Compare to an `AssertionError` (an implementer-bug class), which is
*not* caught and propagates:

```python
import pytest
from collections.abc import Mapping
from typing import Any
from eval_toolkit.claims import ClaimSpec, EvidenceGate, GateResult, evaluate_claims


def _asserts(result: Mapping[str, Any], manifest: Mapping[str, Any] | None) -> GateResult:
    assert False, "this is a bug, not a missing metric"


gate = EvidenceGate(name="asserts", check=_asserts)
spec = ClaimSpec(name="demo", gates=(gate,))
with pytest.raises(AssertionError):
    evaluate_claims({}, [spec])
```

(severity-policy)=
## Severity policy
A gate's `severity` controls whether failure flips `has_failures()`:

- `error` (default) — failure flips `has_failures()` to True.
- `warning` — failure does **not** flip `has_failures()` unless
  `report.has_failures(include_warnings=True)` is explicitly requested.
- `info` — never flips `has_failures()`. Use for purely informational
  gates that produce evidence the renderer reads but don't gate
  release.

Use `warning` for soft gates whose failure should *surface* in the
report but not block release. Reserve `error` for the hard
preconditions of the claim.

```python
from eval_toolkit.claims import (
    ClaimReport,
    GateResult,
)

# A claim with one error-passing and one warning-failing gate.
report = ClaimReport(
    claims={
        "demo": [
            GateResult(name="hard_gate", passed=True, severity="error"),
            GateResult(name="soft_gate", passed=False, severity="warning"),
        ]
    }
)
assert report.has_failures() is False
assert report.has_failures(include_warnings=True) is True
```

(claims-pitfalls)=
## Pitfalls / Common mistakes
**Do attach the report.** `evaluate_claims` doesn't mutate the
`RunResult` for you. Either set `RunResult.claim_report =
report.to_dict()` directly or use `eval_toolkit.harness.with_claim_report`
which returns a new `RunResult` with the field populated.
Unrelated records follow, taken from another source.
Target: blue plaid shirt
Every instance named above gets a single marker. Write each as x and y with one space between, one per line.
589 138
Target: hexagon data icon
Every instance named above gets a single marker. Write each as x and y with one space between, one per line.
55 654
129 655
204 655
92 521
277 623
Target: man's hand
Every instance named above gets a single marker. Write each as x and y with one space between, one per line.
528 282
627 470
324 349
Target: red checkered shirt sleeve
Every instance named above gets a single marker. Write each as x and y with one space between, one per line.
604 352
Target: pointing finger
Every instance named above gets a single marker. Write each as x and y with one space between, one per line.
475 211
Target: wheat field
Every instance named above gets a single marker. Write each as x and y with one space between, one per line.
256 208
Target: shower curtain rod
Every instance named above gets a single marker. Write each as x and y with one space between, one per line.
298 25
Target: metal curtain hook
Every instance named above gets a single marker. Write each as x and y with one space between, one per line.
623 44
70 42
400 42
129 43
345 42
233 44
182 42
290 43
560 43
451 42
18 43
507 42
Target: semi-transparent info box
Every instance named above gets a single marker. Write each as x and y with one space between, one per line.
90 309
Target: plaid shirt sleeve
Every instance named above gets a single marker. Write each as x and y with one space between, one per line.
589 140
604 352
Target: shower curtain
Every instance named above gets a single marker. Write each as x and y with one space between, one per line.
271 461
**Don't write overly broad gates.** A gate that always returns
`passed=True` (e.g., `lambda r, m: GateResult(name="g", passed=True)`)
satisfies `has_failures()` trivially. Each gate should encode a
checkable precondition — "this metric exists," "this slice is at least
N rows," "this diff CI excludes zero." Walk through every gate and
ask: *what would make this fail?* If the answer is "nothing
realistic," delete it.

**Don't lean on warnings for go/no-go.** `warning` severity is exactly
that — surfaced in the report but not a fail. If the absence of
something should *block* release, use `error`.

**Do separate exploratory metrics from claim gates.** `RunResult`
carries all the metrics — bootstrap CIs, slice-stratified PR-AUC,
calibration error. Only the *subset* of those numbers that's
preregistered as a claim precondition belongs in a `ClaimSpec`. The
rest is exploratory and lives in the result payload, not in the
gates.

**Watch for KeyError-as-failure masking real bugs.** Because
`KeyError` is in the catch list, a gate that fails because *you typed
a metric path wrong* looks identical to a gate that fails because the
metric is genuinely missing. Log gate failures during development and
read the `message` field — it includes the exception type prefix.

## See also

- [evidence.md](evidence.md) — broader framing of source roles,
  threshold transfer, and the claim-mode contract.
- [artifacts.md](artifacts.md) — the `PredictionArtifactRef` /
  `MetricState` data layer that claim gates read from.
- [versioning.md](versioning.md#schema-evolution) — schema-evolution
  policy for the `claim_report` field on `RunResult`.
- [../extending.md](../extending.md) — how to write a custom gate that
  follows the `EvidenceGate` contract.